Рейхсфюрер прищурился, покачал головой. Эта поездка в Прагу была незапланированной, и, как Гиммлер надеялся, не должна была продлиться долго. В город на Влтаве его привел тот неприятный факт, что Гейдрих вторые сутки не отвечал на телефонные звонки и, что самое ужасное, не появился на совещании у фюрера, где его ждали. Это было на него не похоже. После майского покушения Гиммлер боялся, что опять случится что-то настолько же неприятное и настолько же мало поправимое. И то, что он видел здесь, только подтверждало его опасения. В Управлении протектората Гейдриха не видели уже три дня; Лина, к которой приехал Гиммлер, бледная, измученная головной болью и последними сроками беременности, смерила рейхсфюрера неприязненным взглядом и посоветовала поискать Рейнхарда у «его еврейской девки». Гиммлер не без труда припомнил, что в больнице он видел в палате Гейдриха какую-то похожую на маленькую мышку молоденькую девочку с большими испуганными глазами, которая тихо сидела возле его постели. Тогда ему было совершенно не до нее, он не обратил на нее никакого внимания, и вот только сейчас задумался, кто это был. Выяснять такие вещи в Праге было не слишком удобно, но несколько телефонных звонков решили дело, и он приехал к дому на Янской улице. Но, оказывается, и здесь Гейдриха не было. Воображение тут же начало рисовать Гиммлеру страшные картины окровавленного тела Рейнхарда, лежащего где-нибудь в подворотне. Рейхсфюрер старался гнать от себя эти жуткие мысли, но, увы, паранойя была слишком сильна. Он подозрительно вгляделся в лицо гейдриховского адъютанта, тот смотрел честно и открыто, но все же, Гиммлер чувствовал, что-то здесь явно было не так.

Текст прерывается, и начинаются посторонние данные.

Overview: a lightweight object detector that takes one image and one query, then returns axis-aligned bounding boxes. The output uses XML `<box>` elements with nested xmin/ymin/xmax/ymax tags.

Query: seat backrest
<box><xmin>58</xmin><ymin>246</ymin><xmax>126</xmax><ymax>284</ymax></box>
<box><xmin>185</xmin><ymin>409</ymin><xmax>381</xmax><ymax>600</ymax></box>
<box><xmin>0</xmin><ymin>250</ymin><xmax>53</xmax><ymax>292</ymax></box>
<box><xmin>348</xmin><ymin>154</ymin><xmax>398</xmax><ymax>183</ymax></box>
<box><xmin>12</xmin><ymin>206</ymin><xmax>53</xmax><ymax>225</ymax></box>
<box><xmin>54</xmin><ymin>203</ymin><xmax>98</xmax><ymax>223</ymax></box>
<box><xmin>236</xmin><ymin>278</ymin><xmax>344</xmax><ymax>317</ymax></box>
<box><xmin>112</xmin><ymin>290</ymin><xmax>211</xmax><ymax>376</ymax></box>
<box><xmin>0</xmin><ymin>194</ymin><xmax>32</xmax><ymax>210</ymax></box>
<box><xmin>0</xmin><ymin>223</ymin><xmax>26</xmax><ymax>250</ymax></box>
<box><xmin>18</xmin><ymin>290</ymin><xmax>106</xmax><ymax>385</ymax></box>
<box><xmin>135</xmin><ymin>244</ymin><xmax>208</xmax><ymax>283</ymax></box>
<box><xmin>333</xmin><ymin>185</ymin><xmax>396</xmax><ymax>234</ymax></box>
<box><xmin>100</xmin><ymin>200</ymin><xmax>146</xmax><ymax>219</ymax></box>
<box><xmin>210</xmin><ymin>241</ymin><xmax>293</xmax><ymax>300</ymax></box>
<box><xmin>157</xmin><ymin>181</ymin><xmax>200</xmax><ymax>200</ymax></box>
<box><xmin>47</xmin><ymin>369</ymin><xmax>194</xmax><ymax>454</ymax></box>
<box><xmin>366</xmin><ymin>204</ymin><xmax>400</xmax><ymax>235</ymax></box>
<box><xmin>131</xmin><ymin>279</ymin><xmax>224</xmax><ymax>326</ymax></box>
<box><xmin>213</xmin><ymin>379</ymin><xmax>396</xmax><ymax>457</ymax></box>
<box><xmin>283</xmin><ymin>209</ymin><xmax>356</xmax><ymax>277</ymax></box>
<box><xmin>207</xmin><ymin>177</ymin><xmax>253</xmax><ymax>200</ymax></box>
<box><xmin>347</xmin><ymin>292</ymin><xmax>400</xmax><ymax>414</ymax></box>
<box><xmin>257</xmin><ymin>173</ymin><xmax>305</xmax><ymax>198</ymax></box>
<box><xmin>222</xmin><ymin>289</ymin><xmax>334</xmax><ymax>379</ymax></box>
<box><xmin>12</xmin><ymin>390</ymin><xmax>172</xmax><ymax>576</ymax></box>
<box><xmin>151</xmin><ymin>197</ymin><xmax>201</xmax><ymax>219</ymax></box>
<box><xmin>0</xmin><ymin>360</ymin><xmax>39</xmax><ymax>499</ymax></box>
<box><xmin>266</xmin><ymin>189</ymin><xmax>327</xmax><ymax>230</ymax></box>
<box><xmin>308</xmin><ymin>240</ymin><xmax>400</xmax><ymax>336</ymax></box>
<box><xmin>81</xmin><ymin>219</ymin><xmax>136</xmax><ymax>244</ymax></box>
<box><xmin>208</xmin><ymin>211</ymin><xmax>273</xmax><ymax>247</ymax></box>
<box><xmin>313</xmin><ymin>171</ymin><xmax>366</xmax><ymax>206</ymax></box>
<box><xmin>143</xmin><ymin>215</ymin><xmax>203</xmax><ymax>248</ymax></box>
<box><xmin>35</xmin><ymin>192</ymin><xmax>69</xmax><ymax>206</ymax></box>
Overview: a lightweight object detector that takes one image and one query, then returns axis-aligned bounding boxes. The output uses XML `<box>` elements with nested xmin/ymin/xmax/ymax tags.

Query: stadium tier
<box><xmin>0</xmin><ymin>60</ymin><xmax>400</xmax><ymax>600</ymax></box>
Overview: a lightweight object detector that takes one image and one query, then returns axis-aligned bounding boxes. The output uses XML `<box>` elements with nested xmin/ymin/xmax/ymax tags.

- Это он велел вам не говорить? – напряженно переспросил рейхсфюрер. – Вы понимаете, с кем вы вообще разговариваете, молодой человек? Фридрих или как вас там?
- Карл, господин рейхсфюрер. Так точно, господин рейхсфюрер. Может быть, желаете пройти в дом? – мужчина сделал шаг в сторону, освобождая проход в полутемный холл, чем еще больше заставил Гиммлера нервничать. Рейхсфюрер поправил пенсне.
- Скажите мне, Карл, - очень спокойно и вкрадчиво, чем-то похоже на угрожающе ласковую манеру спрашивать Гейдриха, начал он, - что у вас вообще здесь происходит?! Почему рейхспротектор пропадает неизвестно куда, никто ничего не знает, я вынужден лично приезжать из Берлина, чтобы его искать? Здесь вообще хоть кто-нибудь работает нормально? Что вы молчите? Отвечайте мне!